CTF Challenge Storage Layout and Pluggable Challenge Types

Why this came up

~~Me: why is this CTF design so cursed? Static flags, dynamic flags, and now we also need an online judge on top of that?~~

Existing approaches (?)

To tell this story properly, we have to start with CTFd.

CTFd was designed as a broadly extensible platform, and both flag verification and platform features are implemented through plugins. Unfortunately, that plugin model has a few structural problems. It is so open-ended that it puts a heavy mental and maintenance burden on plugin authors. Implementing the backend is not enough; in many cases you also have to build the frontend. On top of that, some logic is still coupled to controllers, which means unusual requirements can still force you to patch CTFd itself.

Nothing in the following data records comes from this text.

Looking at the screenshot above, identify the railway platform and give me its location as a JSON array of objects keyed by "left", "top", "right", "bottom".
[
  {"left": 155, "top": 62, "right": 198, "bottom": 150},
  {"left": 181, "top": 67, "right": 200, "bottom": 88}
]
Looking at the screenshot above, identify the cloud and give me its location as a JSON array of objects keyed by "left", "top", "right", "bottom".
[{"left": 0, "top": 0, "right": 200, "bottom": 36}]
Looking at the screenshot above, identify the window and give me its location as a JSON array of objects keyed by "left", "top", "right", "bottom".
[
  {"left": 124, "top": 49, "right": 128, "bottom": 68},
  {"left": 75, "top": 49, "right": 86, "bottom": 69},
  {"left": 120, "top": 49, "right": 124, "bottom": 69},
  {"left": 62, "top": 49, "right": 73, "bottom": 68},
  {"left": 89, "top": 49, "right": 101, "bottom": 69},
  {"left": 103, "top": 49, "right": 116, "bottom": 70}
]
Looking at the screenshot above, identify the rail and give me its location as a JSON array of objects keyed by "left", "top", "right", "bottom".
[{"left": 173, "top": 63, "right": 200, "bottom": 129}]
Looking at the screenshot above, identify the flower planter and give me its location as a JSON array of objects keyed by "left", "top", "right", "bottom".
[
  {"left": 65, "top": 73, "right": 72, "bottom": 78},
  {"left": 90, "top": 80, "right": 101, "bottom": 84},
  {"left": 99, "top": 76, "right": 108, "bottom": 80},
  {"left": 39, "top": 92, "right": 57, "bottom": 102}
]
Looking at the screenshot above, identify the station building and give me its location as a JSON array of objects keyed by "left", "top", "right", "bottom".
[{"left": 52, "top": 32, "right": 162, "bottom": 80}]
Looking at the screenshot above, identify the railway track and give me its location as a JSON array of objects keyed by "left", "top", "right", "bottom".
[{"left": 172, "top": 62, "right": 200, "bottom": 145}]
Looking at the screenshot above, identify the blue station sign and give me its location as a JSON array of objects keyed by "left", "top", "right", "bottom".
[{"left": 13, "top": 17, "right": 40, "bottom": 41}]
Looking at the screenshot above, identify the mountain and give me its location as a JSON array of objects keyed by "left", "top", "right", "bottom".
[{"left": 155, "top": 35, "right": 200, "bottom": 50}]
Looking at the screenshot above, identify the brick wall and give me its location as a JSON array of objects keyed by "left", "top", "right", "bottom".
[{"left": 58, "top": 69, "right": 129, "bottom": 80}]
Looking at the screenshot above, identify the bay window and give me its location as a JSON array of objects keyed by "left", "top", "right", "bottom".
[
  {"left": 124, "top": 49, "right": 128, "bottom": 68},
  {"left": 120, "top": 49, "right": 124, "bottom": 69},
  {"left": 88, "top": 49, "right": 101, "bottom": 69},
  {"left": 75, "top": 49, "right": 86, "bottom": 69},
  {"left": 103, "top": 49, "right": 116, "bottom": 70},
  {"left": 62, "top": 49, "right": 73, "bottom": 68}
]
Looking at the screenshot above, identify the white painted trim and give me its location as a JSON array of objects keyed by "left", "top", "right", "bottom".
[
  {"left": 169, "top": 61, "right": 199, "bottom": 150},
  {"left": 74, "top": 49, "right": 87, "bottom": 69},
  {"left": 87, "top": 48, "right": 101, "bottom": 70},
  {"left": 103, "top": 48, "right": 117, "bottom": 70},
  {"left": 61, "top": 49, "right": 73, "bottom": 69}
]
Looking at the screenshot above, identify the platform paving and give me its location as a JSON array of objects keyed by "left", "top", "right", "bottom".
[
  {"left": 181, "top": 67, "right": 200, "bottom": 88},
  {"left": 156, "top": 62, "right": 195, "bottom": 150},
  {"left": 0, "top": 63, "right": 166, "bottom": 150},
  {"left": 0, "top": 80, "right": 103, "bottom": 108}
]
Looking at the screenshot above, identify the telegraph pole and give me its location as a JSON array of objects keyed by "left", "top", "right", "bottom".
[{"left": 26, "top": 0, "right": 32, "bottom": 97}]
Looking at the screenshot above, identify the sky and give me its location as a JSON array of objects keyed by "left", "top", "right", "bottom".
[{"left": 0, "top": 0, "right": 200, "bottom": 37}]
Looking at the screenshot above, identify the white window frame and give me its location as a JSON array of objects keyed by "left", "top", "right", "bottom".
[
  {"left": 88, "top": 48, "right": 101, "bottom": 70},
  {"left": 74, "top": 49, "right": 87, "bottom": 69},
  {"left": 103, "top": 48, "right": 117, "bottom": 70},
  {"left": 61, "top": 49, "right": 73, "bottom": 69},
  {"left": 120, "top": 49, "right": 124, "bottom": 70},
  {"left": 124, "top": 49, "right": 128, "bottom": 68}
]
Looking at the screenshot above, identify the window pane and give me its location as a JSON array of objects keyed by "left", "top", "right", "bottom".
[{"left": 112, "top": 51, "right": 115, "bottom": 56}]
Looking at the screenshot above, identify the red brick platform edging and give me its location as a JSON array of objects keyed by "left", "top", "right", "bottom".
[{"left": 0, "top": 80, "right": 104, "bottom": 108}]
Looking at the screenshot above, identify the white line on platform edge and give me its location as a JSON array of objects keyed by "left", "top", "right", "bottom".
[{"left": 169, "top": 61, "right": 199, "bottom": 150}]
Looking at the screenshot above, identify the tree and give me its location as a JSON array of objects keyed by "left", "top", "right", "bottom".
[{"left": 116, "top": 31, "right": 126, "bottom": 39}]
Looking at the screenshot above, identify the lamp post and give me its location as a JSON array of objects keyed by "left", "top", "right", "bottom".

One reason is that CTFd ships with its own file management model. A challenge author uploads a file, the platform hashes it, stores it under a content-addressed path, and records the association in the database. Plugins do not get to intervene in that flow, which means file management is effectively off-limits. Containers are the exact opposite. CTFd never really designed around them in the first place, so the entire container lifecycle has to be implemented by plugins. As a result, file management and container management end up living in two completely separate worlds.

Later, GZ::CTF gradually took over much of the Chinese CTF scene. Its user experience is genuinely strong, but to get there the project also gave up a fair amount of architectural flexibility, including things like custom challenge categories and pluggable challenge types. Its file storage model is not dramatically different from CTFd either. It adds support for external file links and team-specific dynamic file distribution, but local files are still stored and attached to challenges in roughly the same way.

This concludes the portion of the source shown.